A bid to force large companies to reveal details of any pay gap between female and male staff has been backed by MPs.
MP Sarah Champion’s bill, the MP for Rotherham, which would require greater pay transparency cleared its first hurdle after being voted in favour by 258 votes to 8, and Champion suggested that equal was “still no more than a promise” and claimed that women earned £200,000 less than men over a lifetime.
The vote for the bill was largely symbolic, as it would require government backing to stand a chance of becoming law.
Champion said during the debate that women in Britain earn on average “just 81p” for every £1 earned by a man. “Over a lifetime that means women miss out on a staggering £200,000 – enough to buy a house outright.”
MPs were also told that female workers in their 20s are paid an average of £1,570 less a year than their male peers.
The bill would bring into effect measures in the 2010 Equality Act, which has not been implemented by the coalition government, to make companies with more than 250 staff publish the difference between male and female pay.
The average full time gender pay gap is at its lowest since comparative records began, narrowing by 0.6%, to 9.4% in April 2014 compared with 17.4% recorded in 1997.
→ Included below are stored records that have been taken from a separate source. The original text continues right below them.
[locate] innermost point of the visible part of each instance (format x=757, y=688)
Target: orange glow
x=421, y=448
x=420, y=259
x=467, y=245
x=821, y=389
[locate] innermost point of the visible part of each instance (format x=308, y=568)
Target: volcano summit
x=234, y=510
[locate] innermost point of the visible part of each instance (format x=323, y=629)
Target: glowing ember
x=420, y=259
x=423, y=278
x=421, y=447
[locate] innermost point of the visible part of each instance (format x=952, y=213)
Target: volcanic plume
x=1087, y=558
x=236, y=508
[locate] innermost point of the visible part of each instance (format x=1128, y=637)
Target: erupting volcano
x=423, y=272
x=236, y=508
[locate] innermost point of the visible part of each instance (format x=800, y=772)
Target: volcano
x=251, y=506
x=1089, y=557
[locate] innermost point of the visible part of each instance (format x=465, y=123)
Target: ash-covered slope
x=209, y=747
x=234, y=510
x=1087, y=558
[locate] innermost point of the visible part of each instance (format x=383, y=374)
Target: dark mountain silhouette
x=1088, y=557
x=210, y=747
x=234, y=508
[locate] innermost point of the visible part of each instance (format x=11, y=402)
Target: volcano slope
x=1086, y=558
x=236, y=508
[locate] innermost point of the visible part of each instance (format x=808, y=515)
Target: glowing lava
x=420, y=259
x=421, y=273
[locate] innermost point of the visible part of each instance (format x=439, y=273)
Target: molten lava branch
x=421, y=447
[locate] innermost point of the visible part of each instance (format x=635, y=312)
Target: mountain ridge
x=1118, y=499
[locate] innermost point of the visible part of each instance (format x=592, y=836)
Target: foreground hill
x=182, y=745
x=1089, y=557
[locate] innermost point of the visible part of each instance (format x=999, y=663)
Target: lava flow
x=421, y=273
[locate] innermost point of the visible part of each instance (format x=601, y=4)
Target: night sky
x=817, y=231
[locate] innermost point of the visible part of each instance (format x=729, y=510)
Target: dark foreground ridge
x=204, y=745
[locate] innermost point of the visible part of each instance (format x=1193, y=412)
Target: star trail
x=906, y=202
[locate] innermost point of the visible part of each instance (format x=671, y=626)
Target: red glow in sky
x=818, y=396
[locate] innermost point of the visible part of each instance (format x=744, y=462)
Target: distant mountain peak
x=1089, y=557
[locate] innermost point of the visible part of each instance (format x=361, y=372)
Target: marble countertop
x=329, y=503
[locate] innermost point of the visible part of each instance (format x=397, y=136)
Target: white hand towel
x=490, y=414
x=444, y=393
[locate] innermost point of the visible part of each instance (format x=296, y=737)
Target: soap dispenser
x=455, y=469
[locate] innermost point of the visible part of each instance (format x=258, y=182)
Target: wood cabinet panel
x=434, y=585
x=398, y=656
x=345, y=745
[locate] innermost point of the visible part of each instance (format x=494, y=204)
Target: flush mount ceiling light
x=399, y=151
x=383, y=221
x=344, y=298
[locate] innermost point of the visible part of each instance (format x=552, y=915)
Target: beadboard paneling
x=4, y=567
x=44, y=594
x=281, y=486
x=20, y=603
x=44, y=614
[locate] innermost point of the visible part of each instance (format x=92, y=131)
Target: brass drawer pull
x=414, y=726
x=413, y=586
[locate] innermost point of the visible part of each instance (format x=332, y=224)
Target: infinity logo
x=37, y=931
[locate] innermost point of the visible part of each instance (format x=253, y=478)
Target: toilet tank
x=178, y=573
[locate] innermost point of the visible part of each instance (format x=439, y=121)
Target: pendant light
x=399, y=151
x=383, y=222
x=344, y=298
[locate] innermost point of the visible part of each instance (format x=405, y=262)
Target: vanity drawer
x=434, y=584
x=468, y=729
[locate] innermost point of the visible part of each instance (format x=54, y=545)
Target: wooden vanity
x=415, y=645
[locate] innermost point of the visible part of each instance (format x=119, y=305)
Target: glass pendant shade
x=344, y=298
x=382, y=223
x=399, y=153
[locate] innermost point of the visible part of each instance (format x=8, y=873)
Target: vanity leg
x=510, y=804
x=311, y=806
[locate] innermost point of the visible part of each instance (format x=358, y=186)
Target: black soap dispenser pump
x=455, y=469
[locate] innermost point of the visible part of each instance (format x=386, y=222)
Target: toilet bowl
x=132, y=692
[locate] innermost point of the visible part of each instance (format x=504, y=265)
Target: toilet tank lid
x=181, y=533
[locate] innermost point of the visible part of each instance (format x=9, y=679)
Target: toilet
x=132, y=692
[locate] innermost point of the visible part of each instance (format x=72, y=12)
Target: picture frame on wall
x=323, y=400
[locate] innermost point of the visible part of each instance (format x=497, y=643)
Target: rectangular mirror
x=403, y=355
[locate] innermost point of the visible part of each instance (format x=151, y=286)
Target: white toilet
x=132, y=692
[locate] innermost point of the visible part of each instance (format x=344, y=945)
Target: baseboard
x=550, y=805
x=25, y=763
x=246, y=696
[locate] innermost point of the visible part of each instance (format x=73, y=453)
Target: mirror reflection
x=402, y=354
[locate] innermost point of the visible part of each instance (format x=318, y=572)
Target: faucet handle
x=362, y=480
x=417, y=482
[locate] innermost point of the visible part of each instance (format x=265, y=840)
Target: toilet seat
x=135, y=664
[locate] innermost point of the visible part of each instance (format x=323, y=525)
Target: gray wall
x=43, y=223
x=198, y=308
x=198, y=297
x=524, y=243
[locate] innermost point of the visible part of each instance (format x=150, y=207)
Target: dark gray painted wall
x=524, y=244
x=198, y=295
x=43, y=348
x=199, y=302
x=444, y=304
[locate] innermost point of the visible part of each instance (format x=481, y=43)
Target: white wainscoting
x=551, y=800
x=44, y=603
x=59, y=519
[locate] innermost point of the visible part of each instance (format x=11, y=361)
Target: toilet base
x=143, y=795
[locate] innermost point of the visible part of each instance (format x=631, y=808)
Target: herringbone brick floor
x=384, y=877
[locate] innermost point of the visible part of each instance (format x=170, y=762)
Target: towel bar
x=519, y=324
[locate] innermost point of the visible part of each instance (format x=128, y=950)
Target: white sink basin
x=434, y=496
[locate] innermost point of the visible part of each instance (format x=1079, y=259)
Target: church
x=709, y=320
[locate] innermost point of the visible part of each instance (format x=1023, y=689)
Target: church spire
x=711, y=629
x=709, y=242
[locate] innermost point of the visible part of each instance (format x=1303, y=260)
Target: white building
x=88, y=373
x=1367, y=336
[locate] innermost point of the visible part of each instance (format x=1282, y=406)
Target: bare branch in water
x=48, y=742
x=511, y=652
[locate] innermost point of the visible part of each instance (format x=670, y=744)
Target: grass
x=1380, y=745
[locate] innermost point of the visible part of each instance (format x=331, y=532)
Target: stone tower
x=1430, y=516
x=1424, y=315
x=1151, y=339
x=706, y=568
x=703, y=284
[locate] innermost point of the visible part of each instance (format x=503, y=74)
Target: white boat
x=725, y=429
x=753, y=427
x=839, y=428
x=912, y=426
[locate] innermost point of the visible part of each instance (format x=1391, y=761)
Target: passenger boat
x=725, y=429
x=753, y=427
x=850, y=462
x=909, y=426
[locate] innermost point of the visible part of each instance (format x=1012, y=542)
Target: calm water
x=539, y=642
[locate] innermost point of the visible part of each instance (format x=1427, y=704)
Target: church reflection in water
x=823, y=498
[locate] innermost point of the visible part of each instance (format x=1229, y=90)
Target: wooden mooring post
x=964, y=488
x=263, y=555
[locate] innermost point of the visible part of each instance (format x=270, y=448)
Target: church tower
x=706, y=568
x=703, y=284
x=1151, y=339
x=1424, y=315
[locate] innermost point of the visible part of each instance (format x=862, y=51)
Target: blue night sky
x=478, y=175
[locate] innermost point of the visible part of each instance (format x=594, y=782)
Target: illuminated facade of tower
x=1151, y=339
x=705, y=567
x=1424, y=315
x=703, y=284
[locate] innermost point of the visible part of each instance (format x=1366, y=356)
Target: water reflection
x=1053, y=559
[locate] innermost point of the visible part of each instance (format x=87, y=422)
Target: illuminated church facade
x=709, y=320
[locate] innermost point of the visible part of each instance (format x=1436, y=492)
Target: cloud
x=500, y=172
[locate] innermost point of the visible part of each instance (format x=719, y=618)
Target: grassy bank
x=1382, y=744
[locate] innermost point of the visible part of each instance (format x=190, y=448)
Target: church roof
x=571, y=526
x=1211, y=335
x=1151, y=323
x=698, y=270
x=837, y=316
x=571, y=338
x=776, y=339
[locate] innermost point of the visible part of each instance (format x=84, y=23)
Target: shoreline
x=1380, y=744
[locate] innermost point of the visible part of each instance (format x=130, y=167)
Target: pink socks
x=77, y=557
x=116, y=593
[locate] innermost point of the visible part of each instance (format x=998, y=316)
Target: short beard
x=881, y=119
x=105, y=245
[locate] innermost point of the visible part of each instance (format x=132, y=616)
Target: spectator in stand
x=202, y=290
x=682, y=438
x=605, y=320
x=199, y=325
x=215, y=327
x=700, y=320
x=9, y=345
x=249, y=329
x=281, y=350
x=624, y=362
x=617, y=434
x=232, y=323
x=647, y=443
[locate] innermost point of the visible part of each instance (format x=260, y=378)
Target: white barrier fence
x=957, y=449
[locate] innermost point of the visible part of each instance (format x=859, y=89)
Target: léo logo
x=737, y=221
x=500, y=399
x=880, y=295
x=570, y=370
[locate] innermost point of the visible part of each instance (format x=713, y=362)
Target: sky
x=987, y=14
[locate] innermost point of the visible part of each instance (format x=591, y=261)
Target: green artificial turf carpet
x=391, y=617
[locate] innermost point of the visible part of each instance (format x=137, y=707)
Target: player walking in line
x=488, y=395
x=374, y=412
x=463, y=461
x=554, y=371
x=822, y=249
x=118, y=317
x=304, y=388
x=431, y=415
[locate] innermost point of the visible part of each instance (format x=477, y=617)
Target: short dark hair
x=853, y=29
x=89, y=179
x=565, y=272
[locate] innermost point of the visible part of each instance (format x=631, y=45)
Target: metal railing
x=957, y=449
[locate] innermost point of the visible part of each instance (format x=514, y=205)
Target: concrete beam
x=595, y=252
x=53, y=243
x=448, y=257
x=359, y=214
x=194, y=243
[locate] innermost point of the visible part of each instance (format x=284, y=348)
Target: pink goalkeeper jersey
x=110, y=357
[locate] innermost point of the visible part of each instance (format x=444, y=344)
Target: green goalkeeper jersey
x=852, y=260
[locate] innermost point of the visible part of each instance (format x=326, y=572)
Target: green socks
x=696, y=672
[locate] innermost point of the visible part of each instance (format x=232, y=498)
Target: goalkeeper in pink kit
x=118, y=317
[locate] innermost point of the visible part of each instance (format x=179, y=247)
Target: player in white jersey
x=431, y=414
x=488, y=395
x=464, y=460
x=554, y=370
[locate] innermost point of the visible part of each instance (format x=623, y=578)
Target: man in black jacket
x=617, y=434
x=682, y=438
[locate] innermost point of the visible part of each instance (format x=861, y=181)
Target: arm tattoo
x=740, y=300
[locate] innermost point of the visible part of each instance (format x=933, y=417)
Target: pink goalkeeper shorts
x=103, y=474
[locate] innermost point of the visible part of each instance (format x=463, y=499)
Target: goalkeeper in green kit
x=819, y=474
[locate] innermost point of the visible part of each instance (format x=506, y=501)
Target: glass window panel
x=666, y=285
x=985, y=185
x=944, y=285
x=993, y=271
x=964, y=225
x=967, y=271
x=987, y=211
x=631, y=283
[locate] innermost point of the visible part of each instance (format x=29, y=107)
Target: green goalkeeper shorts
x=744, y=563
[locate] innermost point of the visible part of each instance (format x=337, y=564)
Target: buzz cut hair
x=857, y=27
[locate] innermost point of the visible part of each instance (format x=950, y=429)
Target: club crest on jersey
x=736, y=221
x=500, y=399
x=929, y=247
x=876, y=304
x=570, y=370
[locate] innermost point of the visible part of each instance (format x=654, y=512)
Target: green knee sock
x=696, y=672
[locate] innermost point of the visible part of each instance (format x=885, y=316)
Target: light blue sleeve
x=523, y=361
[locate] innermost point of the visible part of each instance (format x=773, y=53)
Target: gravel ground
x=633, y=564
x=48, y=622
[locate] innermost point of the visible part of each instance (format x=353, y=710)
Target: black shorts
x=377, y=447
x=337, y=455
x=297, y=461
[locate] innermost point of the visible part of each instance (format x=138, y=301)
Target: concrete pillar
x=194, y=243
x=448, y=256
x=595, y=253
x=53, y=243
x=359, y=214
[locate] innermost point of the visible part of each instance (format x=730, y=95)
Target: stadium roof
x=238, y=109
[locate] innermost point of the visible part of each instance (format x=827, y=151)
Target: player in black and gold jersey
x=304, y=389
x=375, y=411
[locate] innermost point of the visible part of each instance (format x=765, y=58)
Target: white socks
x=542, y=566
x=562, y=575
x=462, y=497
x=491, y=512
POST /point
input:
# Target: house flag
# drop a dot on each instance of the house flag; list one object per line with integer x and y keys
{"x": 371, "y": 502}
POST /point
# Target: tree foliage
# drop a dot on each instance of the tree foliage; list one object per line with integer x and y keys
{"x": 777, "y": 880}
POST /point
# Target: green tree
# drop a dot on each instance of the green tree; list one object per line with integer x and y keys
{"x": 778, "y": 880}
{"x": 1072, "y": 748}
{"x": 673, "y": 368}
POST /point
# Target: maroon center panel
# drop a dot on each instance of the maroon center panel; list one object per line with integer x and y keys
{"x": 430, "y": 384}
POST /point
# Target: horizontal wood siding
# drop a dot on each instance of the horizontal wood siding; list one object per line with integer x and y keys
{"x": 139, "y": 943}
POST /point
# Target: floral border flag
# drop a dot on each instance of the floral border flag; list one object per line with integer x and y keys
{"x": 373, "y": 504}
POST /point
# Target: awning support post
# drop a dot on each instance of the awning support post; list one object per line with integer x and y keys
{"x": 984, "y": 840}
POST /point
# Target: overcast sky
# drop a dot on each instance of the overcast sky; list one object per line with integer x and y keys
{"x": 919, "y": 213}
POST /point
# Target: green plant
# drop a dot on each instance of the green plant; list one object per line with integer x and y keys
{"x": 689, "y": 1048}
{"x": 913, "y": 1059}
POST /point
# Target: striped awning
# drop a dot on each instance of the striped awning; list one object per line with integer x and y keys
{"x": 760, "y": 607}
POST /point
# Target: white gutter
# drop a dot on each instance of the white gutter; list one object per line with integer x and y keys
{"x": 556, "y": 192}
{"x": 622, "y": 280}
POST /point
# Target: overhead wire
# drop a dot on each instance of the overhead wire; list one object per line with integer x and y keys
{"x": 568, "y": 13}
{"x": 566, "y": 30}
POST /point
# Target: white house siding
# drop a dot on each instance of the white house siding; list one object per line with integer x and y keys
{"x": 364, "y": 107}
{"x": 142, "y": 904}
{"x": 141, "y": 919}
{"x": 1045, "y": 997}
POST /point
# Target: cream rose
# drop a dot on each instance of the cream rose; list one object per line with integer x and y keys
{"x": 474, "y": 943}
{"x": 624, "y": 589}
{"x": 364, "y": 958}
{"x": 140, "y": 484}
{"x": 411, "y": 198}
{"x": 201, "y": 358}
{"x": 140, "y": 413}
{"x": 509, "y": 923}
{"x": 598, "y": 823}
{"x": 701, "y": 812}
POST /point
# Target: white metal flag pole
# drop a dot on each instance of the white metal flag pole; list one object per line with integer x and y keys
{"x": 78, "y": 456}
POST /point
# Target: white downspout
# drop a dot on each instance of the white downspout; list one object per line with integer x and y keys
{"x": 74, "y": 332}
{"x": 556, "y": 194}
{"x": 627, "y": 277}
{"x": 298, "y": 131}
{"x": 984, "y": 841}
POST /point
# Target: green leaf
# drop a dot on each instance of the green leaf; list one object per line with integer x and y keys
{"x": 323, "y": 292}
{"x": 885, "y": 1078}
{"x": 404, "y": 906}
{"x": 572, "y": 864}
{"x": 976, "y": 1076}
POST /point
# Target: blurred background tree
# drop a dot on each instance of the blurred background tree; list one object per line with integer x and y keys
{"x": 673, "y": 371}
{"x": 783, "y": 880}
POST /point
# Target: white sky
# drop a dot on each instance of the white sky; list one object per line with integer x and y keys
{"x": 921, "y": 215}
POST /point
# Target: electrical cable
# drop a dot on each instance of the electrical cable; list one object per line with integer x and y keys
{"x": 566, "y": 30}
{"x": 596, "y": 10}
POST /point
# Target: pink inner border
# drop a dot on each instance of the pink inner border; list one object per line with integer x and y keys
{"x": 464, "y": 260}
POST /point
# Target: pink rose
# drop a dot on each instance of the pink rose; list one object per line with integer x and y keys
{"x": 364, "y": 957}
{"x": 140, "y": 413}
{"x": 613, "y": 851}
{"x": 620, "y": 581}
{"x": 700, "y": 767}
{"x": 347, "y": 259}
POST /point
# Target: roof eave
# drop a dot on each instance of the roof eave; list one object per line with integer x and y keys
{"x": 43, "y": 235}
The gender pay gap for all employees, full-time and part-time, was also the lowest on record at 19.1%, down from 19.8% in 2013, according to the latest figures released by the ONS.
Ms Champion added that her bill was not about naming and shaming companies but to place the responsibility on employers to obey the law on equal pay and take steps to reduce the gender pay gap.
The government has said that it is “absolutely committed” to reducing the gender pay gap, and pointed to its recently pledged £2m to help tackle disparities in pay between women and men.